Urinary tract infections could be diagnosed within 25 minutes in primary care in the future due to a new test developed by researchers.
The test, designed by University of Bath researchers, involves a urine sample being used on a plastic strip containing an antibody that detects E. coli – found in 80% of bacterial UTIs.
An enzyme is added to the strip, causing a change in colour if E. coli is present – which can then be picked up by a smartphone’s camera, and analysed for concentration.
The research team, which published its findings in the journal Biosensors and Bioelectronics, said it hoped the test could help doctors make decisions about whether to prescribe antibiotics for UTIs.
Having passed the proof-of-concept stage and won plaudits for its low costs, speed and simplicity, the test now needs to be put through clinical trials and might also be modified to detect further infections.
Dr Nuno Reis, from the University of Bath’s chemical engineering department, said: ‘The test is small and portable – so it has major potential for use in primary care settings and in developing countries.
‘Currently, bacterial infections in UTIs are confirmed via microbiological testing of a urine sample. That is accurate, but time-consuming, taking several days. We hope that giving medical professionals the ability to quickly rule in or rule out certain conditions will allow them to treat patients more quickly and help them make better decisions about the prescription of antibiotics.’
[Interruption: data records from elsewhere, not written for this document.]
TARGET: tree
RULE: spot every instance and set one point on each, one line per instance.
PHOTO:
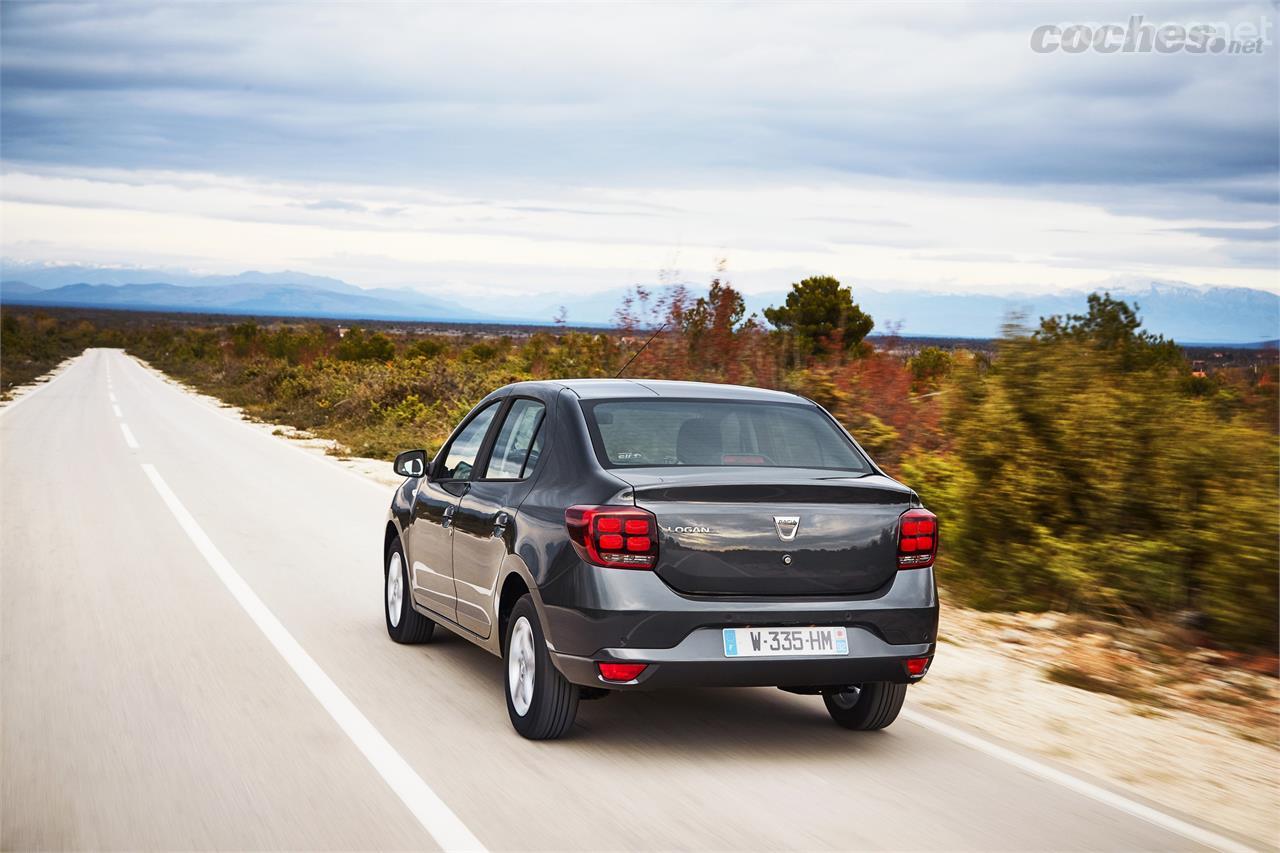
(359, 346)
(819, 318)
(1112, 327)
He explained to Pulse: ‘With around 80% of UTIs being caused by E.coli, we envisaged a quantitative, near-the-patient test for E.coli detection would be extremely valuable to rule-in E. coli infections and support GPs during antibiotic prescriptions.
We are working at the moment in integrating detection of other pathogens in the same test strip and antibiotic susceptibility testing, proving a comprehensive fingerprint for diagnosis of UTIs.’
Public Health England, NICE and NHS England regularly advise on the management of UTIs, while this project follows other researchers’ calls for faster and more accurate tests within the area.
Meanwhile, antimicrobial resistance is a growing concern, with a study last year of almost one million consultations revealing that 80% of GP antibiotic prescriptions for respiratory conditions ‘are too long’.